Historiquement, le système d’enseignement rural au Mexique a permis l’alphabétisation et la mobilité sociale des masses paysannes dans les années 1930, une décennie dite « socialiste » dans le pays. Ce socialisme étatique, depuis bien longtemps, est enterré et oublié par une classe dirigeante pourtant issue de ce même Parti révolutionnaire institutionnel (PRI)[2]. Mais ce curieux système d’enseignement rural socialiste demeure, bien qu’il ne soit de toute évidence plus du goût des autorités.

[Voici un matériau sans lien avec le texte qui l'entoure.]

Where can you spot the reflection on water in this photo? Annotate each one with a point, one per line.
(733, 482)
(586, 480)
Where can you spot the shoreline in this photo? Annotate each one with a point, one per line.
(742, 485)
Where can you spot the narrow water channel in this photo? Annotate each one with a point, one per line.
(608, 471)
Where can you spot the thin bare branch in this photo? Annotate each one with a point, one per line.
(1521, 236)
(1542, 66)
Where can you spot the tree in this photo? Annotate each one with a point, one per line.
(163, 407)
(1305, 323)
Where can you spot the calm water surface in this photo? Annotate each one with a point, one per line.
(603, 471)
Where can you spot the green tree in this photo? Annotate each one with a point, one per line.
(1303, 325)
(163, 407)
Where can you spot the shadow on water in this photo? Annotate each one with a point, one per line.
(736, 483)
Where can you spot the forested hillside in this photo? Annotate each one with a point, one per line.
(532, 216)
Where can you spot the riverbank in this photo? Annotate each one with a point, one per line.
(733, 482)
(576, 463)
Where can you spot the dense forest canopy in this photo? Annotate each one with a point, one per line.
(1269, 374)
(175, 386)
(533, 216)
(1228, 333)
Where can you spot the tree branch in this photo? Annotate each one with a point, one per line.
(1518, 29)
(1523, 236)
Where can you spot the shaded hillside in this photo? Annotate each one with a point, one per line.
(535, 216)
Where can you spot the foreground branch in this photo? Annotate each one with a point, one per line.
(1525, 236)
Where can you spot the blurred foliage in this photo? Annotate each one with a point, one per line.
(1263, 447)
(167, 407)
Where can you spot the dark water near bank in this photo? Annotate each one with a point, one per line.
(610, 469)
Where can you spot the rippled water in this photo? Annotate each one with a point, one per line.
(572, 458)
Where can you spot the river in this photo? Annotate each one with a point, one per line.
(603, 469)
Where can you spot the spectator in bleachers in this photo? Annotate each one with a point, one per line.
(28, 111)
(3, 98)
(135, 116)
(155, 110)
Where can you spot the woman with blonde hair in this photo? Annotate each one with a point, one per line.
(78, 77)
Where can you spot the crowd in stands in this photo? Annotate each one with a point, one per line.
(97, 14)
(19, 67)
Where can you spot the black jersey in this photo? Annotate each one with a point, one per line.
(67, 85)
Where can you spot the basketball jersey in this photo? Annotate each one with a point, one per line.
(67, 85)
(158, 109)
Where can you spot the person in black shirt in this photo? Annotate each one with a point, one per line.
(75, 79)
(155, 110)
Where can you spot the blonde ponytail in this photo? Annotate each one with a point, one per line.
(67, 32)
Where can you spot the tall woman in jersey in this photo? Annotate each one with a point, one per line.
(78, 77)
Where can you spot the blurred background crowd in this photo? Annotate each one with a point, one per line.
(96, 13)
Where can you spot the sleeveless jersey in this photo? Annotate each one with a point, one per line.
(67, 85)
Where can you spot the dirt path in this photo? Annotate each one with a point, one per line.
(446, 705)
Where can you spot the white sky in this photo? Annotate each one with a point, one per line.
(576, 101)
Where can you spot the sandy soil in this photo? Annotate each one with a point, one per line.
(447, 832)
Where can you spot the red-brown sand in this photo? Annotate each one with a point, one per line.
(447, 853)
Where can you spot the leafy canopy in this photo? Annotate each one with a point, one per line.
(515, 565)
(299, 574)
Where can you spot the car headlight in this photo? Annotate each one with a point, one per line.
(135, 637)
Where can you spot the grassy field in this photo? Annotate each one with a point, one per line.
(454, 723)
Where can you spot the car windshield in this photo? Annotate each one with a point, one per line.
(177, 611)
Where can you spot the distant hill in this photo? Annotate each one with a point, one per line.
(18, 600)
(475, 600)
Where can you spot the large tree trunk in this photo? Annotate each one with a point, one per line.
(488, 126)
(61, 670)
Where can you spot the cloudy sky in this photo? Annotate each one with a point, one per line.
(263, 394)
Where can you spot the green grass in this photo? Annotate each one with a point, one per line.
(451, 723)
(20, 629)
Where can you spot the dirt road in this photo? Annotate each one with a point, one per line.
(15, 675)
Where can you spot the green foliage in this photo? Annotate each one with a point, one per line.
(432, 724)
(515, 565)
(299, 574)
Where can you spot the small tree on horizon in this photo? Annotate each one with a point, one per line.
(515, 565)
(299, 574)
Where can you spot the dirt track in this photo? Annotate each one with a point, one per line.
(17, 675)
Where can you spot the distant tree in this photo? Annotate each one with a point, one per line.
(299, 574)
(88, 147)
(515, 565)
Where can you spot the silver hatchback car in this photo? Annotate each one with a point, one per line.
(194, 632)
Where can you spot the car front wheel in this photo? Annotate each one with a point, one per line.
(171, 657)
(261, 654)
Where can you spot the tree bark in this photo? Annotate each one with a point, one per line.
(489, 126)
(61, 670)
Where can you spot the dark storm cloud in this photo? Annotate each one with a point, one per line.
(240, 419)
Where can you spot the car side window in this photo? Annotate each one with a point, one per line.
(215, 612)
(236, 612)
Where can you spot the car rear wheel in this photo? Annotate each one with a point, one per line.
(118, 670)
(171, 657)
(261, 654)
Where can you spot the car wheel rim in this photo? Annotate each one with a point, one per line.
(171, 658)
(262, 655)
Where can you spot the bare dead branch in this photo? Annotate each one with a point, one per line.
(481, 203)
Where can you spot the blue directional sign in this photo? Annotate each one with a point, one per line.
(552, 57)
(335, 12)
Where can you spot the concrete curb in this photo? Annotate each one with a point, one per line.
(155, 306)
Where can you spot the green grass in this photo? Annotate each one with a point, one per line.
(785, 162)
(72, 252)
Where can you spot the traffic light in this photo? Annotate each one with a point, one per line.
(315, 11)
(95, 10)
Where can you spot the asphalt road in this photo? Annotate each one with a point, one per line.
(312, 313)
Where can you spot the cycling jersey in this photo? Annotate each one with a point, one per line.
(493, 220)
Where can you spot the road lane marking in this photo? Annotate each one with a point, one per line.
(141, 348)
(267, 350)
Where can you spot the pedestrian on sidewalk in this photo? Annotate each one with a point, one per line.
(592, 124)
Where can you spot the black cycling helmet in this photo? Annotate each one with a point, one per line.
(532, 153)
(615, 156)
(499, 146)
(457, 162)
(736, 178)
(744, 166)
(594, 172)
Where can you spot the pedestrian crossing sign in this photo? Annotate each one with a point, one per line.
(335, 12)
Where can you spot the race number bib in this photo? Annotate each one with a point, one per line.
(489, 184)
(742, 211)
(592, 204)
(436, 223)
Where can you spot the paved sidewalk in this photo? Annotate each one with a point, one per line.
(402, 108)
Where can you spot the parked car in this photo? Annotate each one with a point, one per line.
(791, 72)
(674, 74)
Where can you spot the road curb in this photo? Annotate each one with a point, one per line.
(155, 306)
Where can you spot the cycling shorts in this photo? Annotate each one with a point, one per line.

En effet, depuis le début des années 1990, les autorités fédérales – tous partis confondus – souhaitent manifestement la fin des 16 écoles normales rurales restantes dans le pays. Durant cette période de reprise de la guerilla paysanne et indigène au Mexique, le développement des groupes armés EZLN dans l’Etat du Chiappas et EPR dans l’Etat de Guerrero a été volontiers attribué aux écoles normales rurales dans les discours des gouverneurs locaux comme des présidents qui se sont succédés[3]. Les évènements des 26 et 27 septembre 2014 n’ont pas modifié substantiellement l’orientation stratégique de la Fédération des étudiants socialistes paysans du Mexique (FECSM), qui n’en est pas à ses premiers éléments disparus ou directement éliminés par la police et par l'armée [4].

[1] http://www.redpolitica.mx/estados/la-muerte-de-los-dos-no-se-ha-olvidado-normalistas.
[2] Cette phrase, en tant que journaliste venant d’un pays qui venait de connaître l’attentat de Nice, à ce moment en une de tous les journaux télévisés mexicains, était certainement à prendre comme un sous-entendu.
[3] Premier parti politique du Mexique, revenu au pouvoir avec le président Enrique PeñaNieto en 2012, quasi parti unique dans le pays de 1929 à 1989.
[4] http://www.forbes.com.mx/la-historia-no-contada-de-ayotzinapa-y-las-normales-rurales/#gs.QxWTGiM
[5] Le cas d’Iguala est précédé de nombreux autres « cas », notamment celui de l’autoroute Autopista del sol où deux manifestants d’Ayotzinapa ont été tués par les forces fédérales.